# True Preterism: Orthodox or Partial?



## InSixDays (Jun 19, 2005)

Something I've been thinking about of late as I read posts on the board is that people keep refering to the orthodox version of preterism as "partial preterism."

However, isn't this conceding ground to the enemy? It is the unorthodox hyper-preterists who refer to the orthodox preterists as being "partial." And this term has stuck. But partial, as a word, means incomplete. It implies that those who are partial preterists are inconsistant or incomplete in their thinking or interpretations.

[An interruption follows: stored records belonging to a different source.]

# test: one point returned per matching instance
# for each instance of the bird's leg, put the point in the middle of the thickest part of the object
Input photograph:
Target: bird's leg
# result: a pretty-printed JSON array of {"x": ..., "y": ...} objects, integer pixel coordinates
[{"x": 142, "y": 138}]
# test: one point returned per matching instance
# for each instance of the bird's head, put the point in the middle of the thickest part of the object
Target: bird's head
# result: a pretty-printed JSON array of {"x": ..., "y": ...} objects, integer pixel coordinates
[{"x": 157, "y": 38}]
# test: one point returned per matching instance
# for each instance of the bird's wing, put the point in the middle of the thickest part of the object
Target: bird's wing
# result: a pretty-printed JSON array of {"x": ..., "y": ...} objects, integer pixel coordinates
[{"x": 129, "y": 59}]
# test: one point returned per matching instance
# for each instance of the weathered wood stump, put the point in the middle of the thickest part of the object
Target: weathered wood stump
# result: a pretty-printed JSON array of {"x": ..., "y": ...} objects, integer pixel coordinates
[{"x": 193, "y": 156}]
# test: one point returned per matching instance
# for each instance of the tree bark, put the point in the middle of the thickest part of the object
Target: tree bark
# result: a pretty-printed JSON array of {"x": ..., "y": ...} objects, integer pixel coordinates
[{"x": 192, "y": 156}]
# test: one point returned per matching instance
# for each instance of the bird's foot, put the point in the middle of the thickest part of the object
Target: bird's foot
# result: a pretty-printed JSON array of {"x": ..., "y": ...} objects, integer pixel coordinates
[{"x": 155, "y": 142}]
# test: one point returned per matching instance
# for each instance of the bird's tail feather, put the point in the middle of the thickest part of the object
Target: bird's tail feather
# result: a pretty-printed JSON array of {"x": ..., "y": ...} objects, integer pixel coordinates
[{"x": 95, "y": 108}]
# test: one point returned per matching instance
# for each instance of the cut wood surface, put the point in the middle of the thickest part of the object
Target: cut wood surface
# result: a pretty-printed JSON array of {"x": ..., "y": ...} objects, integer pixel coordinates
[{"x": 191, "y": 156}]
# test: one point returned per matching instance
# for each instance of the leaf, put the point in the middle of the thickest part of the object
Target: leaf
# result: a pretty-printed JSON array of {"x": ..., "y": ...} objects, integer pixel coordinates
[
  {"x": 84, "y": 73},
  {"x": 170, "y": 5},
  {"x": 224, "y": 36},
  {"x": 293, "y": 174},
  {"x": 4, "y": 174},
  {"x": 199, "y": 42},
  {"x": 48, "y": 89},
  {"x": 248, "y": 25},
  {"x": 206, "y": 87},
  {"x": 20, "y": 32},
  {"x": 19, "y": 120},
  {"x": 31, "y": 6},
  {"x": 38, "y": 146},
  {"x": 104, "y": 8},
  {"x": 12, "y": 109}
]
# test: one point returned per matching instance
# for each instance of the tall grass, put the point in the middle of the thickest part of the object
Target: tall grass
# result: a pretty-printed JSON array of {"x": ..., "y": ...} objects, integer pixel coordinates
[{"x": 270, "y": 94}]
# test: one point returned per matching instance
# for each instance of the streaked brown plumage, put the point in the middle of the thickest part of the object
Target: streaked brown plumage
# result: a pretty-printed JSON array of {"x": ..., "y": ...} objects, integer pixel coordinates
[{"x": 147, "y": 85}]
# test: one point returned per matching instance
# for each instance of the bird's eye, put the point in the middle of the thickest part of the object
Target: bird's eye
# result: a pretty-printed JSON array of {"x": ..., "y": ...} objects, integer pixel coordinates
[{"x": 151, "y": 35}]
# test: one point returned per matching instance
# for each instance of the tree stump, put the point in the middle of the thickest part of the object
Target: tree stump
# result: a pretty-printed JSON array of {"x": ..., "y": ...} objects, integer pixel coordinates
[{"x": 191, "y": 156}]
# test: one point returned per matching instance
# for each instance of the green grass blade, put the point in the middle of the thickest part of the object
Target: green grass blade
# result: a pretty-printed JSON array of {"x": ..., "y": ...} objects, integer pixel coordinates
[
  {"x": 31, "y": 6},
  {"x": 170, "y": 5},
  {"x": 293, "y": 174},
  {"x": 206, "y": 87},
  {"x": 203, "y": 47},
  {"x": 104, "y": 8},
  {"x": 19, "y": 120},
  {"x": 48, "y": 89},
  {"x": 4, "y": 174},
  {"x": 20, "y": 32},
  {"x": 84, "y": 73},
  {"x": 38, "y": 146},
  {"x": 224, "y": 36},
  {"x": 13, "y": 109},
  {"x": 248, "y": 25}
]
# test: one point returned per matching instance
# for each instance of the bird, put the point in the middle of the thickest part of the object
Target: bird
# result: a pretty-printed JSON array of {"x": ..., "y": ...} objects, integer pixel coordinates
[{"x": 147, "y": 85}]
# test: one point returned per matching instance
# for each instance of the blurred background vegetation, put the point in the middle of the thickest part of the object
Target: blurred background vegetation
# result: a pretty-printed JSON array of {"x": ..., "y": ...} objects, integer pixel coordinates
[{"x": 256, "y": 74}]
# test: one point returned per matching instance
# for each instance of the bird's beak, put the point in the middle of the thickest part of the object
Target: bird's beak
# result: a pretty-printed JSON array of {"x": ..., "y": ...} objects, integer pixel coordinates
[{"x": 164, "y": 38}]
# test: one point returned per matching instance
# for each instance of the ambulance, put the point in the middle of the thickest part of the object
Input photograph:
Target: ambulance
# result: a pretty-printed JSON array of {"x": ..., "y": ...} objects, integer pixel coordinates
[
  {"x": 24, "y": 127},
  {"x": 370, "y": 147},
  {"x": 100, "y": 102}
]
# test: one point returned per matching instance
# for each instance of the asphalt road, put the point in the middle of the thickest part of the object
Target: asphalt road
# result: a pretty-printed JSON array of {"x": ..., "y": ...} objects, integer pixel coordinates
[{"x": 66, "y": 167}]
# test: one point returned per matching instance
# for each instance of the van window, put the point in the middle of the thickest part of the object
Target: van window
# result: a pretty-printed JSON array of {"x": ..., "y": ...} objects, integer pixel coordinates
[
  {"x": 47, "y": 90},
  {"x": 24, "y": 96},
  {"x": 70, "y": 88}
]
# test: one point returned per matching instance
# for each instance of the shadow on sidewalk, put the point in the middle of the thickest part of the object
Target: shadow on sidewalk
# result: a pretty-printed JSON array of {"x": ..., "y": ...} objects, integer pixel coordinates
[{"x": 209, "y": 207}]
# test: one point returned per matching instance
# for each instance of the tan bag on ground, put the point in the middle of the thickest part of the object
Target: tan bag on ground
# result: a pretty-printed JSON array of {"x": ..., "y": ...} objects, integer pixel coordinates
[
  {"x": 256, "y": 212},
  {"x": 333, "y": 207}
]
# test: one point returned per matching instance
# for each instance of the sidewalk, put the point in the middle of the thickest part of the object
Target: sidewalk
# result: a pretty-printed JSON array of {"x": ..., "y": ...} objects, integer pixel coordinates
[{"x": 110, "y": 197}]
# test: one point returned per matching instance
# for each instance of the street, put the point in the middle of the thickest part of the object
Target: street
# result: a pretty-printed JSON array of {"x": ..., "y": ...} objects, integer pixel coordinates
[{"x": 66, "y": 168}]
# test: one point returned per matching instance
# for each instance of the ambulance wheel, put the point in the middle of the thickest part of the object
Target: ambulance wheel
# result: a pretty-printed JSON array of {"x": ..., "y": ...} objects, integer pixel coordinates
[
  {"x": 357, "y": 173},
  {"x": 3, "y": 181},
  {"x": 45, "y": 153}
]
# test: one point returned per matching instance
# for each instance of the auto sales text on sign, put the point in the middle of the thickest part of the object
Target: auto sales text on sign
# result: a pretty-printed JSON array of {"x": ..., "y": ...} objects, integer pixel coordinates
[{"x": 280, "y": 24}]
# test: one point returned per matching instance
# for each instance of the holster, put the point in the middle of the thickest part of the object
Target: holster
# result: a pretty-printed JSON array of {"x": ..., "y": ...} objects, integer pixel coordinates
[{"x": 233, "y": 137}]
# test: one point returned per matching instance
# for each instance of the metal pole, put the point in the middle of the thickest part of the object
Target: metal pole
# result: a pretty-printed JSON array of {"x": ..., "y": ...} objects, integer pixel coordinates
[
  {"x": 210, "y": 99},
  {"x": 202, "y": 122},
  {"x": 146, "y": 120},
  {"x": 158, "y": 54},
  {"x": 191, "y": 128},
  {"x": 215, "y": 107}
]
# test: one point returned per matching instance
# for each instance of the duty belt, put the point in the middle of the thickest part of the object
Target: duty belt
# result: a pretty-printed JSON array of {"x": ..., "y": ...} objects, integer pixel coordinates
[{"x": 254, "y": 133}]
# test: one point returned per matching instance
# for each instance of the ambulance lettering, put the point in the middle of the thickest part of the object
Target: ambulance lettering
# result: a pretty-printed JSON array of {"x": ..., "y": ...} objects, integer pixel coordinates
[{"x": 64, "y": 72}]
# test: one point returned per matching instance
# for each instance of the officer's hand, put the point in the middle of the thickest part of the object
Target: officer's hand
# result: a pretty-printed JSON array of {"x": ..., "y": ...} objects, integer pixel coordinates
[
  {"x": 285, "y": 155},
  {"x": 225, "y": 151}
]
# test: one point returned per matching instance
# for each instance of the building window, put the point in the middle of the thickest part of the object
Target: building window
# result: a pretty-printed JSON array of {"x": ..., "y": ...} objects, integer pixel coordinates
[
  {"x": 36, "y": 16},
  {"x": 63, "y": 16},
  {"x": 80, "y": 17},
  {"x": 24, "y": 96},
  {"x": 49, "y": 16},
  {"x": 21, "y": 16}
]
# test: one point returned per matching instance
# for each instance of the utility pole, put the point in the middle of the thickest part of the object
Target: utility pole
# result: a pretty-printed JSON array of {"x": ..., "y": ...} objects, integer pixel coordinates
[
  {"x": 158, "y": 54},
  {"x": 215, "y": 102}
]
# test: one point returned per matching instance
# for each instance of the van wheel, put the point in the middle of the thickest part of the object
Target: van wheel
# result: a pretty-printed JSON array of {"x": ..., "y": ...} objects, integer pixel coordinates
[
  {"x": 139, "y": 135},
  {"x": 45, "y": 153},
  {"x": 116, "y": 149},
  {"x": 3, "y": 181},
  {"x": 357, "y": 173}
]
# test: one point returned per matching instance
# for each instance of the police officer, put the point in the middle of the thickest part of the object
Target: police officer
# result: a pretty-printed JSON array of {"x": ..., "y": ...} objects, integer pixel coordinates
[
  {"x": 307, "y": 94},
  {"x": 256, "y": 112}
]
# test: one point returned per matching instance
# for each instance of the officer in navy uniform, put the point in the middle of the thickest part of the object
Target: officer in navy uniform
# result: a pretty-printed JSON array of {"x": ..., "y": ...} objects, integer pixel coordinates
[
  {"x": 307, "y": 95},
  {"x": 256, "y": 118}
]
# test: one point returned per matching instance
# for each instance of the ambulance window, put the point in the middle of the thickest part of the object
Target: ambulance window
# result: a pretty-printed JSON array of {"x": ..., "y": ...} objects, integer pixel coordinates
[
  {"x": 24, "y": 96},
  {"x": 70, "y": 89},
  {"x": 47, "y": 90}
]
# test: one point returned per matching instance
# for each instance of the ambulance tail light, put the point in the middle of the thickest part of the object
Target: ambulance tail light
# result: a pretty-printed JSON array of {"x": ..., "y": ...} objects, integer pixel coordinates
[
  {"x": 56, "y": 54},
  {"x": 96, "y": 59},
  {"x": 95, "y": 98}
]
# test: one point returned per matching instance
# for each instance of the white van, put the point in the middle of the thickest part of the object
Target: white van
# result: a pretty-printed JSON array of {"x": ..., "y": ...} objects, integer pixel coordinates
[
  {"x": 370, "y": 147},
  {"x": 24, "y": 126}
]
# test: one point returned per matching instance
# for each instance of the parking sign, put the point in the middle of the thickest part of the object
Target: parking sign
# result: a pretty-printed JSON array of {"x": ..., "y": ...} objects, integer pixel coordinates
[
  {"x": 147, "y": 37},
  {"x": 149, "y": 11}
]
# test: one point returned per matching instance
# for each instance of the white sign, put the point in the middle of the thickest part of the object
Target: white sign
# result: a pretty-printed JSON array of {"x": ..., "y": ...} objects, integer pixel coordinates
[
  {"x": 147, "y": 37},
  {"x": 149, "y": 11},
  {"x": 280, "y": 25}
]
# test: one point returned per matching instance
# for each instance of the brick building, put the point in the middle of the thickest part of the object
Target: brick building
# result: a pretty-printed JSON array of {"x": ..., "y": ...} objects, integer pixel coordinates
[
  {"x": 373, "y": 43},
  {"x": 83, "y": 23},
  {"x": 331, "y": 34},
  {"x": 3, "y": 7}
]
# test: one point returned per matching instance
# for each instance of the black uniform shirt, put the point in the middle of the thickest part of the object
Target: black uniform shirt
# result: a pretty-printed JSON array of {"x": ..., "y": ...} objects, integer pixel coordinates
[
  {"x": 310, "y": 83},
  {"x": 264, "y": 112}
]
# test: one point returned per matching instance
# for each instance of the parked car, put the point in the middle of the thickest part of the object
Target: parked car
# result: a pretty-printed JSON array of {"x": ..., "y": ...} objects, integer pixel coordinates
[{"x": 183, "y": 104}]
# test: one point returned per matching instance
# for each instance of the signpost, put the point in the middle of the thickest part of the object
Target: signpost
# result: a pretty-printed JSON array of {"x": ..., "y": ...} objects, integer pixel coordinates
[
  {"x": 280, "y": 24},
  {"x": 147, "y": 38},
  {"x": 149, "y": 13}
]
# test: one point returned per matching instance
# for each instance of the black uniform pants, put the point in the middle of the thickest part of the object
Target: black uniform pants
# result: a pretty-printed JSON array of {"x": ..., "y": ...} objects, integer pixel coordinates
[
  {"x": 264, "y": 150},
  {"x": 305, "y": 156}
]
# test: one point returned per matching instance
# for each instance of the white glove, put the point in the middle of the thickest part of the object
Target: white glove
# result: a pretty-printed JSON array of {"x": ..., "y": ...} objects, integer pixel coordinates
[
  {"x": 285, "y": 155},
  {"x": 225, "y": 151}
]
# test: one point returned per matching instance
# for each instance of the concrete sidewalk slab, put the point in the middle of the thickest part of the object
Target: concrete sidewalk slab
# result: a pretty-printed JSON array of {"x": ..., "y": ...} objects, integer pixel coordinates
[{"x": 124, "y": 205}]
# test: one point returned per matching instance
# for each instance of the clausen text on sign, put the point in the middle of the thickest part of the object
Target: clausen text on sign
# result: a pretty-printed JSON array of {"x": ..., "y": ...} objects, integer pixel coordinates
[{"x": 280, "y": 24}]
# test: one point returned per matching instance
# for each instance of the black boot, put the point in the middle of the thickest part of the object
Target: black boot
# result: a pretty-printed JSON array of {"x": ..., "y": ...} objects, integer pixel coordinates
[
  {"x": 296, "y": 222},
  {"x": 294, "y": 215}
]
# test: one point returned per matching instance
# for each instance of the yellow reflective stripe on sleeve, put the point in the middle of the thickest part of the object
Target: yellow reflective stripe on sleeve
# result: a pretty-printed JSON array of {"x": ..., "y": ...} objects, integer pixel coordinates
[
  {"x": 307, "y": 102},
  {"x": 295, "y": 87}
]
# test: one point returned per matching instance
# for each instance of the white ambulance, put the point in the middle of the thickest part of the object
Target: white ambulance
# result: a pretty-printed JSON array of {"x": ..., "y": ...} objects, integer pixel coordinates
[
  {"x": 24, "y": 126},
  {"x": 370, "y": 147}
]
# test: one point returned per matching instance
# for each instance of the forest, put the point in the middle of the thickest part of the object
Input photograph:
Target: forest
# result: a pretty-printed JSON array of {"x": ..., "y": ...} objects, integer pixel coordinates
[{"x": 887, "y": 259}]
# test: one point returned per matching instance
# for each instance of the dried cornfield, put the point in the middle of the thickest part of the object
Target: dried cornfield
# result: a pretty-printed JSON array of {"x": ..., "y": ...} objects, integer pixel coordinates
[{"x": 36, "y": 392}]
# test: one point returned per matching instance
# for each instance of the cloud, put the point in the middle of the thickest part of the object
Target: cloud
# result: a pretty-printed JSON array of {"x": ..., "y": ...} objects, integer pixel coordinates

Just so you know, the hyper-preterists are using this to gain followers. I should know, having been a hyper-preterist in the past (who, thankfully to Gentry and others came to my senses). The argument is, there are a lot of preterists around, but some of them are partial preterists. They can't argue with the time texts but are unwilling to give up the rigorous dogma of tradition, so they purposefully remain inconsistant. I bought it. I mean, let's face it, who wants to be inconsistant in their thinking?

Because ultimately, the partial preterists are not being incomplete in their thinking, they are being orthodox. They understand the difference between the biblical references to Christ's coming in judgment against Israel in A.D. 70 and the Second advent. Thus, it is not the "partial preterist" who is inconsistant, it is the hyper-preterist for misunderstanding the difference and being inconsistant in that way. They take it too far, beyond the bounds of sense and the Bible.

So I have started calling partial preterists "orthodox preterists," or "true preterists." One person even refered to it as "covenantal preterism."

You may certainly continue to refer to orthodox preterists as partial preterists. I'm not telling us we need to change that. It is merely a humble suggestion. 

Adam


----------



## bigheavyq (Jun 19, 2005)

good points


----------